Fig. 1.

Target identification, localization, and specificity of mAb150 in A4 cells. A-i. Immunoblotting of A4 whole cell lysates with mAb150; A-ii,A-iii. Cross-immunoprecipitation (IP) followed by probing of A4 lysate and Ax1 protein with mAb150 and commercial AnxA2 antibody and relevant controls; A-iv, A-v. Representative IB of mAb150 and commercial AnxA2 antibody with pure human recombinant Anxa2 protein and A4 lysates; A-vi, Avii.
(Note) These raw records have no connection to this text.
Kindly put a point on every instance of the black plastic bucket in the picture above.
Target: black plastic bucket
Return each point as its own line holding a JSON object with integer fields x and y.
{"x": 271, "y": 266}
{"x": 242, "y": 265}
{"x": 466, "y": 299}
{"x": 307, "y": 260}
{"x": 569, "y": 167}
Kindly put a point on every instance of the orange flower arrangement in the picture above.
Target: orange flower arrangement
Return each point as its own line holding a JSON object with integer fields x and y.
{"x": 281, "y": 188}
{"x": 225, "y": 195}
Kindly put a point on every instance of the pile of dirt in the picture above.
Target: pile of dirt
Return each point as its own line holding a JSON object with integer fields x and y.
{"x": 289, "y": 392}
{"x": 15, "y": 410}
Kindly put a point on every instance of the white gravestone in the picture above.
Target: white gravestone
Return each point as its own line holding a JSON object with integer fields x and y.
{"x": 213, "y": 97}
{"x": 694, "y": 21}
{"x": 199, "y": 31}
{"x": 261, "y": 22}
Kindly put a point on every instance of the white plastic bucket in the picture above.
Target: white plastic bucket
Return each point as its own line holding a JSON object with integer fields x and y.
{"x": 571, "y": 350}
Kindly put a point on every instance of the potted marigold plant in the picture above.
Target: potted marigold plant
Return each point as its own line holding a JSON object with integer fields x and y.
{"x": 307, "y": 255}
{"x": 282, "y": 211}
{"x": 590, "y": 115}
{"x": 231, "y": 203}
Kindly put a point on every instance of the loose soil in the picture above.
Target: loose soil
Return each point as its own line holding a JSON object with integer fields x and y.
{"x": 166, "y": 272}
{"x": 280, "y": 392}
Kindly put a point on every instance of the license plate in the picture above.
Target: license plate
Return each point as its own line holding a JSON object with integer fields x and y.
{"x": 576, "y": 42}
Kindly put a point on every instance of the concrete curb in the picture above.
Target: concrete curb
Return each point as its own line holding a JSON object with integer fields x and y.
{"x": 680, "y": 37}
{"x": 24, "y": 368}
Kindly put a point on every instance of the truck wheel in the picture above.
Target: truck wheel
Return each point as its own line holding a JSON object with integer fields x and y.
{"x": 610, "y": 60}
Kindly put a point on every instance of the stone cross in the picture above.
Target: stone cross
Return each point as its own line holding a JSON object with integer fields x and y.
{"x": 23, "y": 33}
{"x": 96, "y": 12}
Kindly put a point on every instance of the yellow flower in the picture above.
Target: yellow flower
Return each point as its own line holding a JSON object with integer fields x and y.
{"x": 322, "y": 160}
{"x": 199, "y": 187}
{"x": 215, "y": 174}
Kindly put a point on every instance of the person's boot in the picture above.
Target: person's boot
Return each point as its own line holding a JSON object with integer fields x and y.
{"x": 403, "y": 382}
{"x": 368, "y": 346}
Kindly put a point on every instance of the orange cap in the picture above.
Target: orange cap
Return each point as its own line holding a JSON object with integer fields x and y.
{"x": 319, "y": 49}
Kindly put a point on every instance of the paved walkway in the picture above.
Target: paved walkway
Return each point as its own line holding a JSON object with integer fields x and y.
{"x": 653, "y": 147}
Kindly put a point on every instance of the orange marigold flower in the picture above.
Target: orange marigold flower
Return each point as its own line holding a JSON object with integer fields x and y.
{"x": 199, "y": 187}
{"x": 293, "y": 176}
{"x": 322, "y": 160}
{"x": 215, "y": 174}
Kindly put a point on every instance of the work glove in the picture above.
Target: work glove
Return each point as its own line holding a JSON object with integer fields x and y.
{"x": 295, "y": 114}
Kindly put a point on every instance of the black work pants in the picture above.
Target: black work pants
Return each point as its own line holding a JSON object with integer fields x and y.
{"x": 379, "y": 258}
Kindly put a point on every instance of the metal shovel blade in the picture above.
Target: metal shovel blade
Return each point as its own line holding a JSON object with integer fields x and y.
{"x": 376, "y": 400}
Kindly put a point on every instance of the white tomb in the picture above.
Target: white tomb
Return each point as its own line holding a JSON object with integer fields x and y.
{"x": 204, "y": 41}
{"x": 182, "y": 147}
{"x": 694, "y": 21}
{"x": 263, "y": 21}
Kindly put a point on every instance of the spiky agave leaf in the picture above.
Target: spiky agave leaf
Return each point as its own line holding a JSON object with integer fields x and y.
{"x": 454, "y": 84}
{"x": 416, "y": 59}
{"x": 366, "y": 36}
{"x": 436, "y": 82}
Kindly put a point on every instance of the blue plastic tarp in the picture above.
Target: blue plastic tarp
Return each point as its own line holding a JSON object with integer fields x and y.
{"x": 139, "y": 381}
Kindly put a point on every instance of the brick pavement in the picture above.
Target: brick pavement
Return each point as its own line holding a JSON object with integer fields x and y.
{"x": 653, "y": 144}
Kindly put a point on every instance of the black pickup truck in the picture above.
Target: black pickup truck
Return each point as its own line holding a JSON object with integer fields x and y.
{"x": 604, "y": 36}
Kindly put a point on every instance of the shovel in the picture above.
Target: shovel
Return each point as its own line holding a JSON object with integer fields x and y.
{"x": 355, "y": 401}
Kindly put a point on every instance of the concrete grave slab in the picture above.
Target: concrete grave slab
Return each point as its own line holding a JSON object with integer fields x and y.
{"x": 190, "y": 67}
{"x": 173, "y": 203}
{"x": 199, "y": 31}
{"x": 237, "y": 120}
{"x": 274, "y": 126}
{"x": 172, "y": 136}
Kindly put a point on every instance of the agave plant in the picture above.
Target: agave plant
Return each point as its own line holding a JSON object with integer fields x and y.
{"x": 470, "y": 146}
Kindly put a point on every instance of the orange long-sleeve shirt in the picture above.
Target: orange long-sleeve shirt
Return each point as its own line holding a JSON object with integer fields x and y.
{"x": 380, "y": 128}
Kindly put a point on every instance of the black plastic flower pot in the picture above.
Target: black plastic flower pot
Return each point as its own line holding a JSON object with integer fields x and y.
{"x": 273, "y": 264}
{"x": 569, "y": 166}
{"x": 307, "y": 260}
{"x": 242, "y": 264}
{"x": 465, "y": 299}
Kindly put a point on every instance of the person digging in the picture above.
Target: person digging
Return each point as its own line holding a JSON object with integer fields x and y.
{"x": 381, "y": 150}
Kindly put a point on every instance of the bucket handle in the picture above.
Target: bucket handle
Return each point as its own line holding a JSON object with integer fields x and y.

Localization of mAb150 target across membrane (Mem), cytoplasm (Cyto) and nuclear (Nuc) subcellular fractions (CD24, B-actin and H3A are respective controls) in A4 cells; B-i, ii. Anxa2 expression profiling through immunofluorescence staining and flow cytometry respectively; B-iii, B-iv. Cytotoxicity of mAb150 in A4 cells (MTT) and xenografts respectively; B-v. Significant reduction of AnxA2 expressing tumor cells following six doses of mAb150 treatment (18 mg/Kg) with 4 days of recovery between consecutive doses. For all experiments and wherever relevant, IgM isotype control (Sigma-Aldrich # M-5909) was used. *P<0.05; **P<0.01; ***P<0.001.